Unfortunately, Hunt’s transitory concern for guaranteeing African-American suffrage did not extend to women. He presided at the 1873 United States Circuit Court trial of Susan B. Anthony, who claimed the right to vote under the *Fourteenth Amendment. She had had the temerity to vote in the 1872 presidential election in New York, despite a state constitutional requirement that limited the franchise to men. Anthony claimed that the state had denied her rights under the amendment’s clause guaranteeing the *privileges and immunities of all citizens. Hunt flatly denied the argument and in his opinion he distinguished between the rights of citizens of the states and of the United States. He followed the reasoning of the contemporaneous *Slaughterhouse Cases (1873), ruling that such regulations, however unjust, fell under the absolute domain of the state. Hunt ordered a guilty verdict, refused to poll the jury, and fined the plaintiff $100. The sentence was never enforced, and no appeal was ever made to the Supreme Court.

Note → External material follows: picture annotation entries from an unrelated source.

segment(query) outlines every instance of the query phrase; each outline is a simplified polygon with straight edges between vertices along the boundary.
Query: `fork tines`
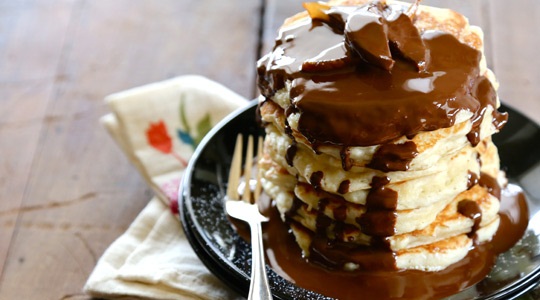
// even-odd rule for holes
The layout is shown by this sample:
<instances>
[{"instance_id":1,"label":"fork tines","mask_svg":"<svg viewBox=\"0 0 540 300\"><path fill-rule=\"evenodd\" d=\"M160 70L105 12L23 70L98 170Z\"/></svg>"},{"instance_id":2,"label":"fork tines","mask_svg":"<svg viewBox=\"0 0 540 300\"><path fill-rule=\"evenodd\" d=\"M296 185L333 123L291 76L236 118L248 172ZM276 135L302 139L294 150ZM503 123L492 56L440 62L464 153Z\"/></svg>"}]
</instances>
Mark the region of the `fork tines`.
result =
<instances>
[{"instance_id":1,"label":"fork tines","mask_svg":"<svg viewBox=\"0 0 540 300\"><path fill-rule=\"evenodd\" d=\"M262 141L263 138L259 137L257 142L257 159L260 159L262 156ZM253 136L248 136L247 141L247 150L245 154L244 162L244 173L242 174L242 152L243 152L243 135L238 134L236 138L236 145L234 147L233 159L231 162L231 169L229 171L229 181L227 185L227 197L229 199L235 200L244 200L246 202L252 202L252 193L253 200L257 202L261 194L261 178L258 171L258 163L256 164L256 174L255 174L255 187L254 190L251 190L252 182L252 170L254 168L253 164ZM239 186L241 184L241 177L244 177L244 189L242 192L242 197L239 195Z\"/></svg>"}]
</instances>

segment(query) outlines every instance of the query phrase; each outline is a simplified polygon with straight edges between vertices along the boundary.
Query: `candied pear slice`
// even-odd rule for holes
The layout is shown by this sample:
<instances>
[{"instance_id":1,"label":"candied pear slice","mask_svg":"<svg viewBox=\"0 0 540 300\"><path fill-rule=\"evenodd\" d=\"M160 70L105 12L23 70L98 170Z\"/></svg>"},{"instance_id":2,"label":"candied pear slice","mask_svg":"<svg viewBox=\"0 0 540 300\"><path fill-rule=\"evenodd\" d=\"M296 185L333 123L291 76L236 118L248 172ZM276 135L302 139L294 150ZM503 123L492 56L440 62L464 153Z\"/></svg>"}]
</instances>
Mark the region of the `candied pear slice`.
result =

Hunt, by all accounts, was a hard working judge when in good health, and an able craftsman during his brief career on the Supreme Court (1873–1882), but he seems to have had little apparent influence on the views of his brethren or on the development of constitutional law. His opinions, although not brilliant, were clearly written and well researched. He sided consistently with the Waite Court majority in upholding bondholders’ claims, state regulations in traditional *police power decisions, and claims of immunity from federal taxation for states or their instrumentalities. In one of his first opinions, he declared municipally financed railroads to be state agencies and therefore similarly exempt. A few years later he dissented in Pensacola Telegraph Co. v. Western Union Telegraph Co. (1877), in which the majority maintained that states could not interfere with telegraph lines established under federal law. Hunt, however, insisted that federal authority extended only to lands within the public domain.
Failing health caused him to miss a number of Court sessions in 1877, and a month after the Court adjourned in December 1878, Hunt suffered a disabling stroke. However, he refused to resign his seat. Having served for less than the ten years required to make him eligible for a pension, he delayed stepping down until he was assured of the help of his former colleague on the bench, Justice David B. *Davis, who was by then a senator from Illinois. Senator Davis introduced a special retirement bill for Hunt, and the justice resigned his Court seat the day the bill passed (27 January 1882).
Rated by scholars in a 1971 survey as only “average” among all Supreme Court justices, Hunt may have been unexceptional but he was not insignificant. While on the bench, he remained a politically loyal Grant appointee. He wrote the opinion of the Court in 149 cases, authored four dissents, and dissented without opinion in eighteen cases. He was twice married—in 1837 to Mary Ann Savage of Salem, New York, by whom he had two children, and in 1853 to Maria Taylor of Albany. He never recovered from the stroke that had paralyzed his right side and remained an invalid until his death in Washington, D.C., on 24 March 1886.
Stanley Kutler, “Ward Hunt,” in The Justices of the United States Supreme Court, 1789–1969, edited by Leon (p. 482) Friedman and Fred L. Israel, vol. 1 (1969), pp. 1221–1229. Stanley Kutler, “Ward Hunt,” in Encyclopedia of the American Constitution, edited by Leonard W. Levy, Kenneth L. Karst, and Dennis J. Mahoney, vol. 1 (1986), p. 941.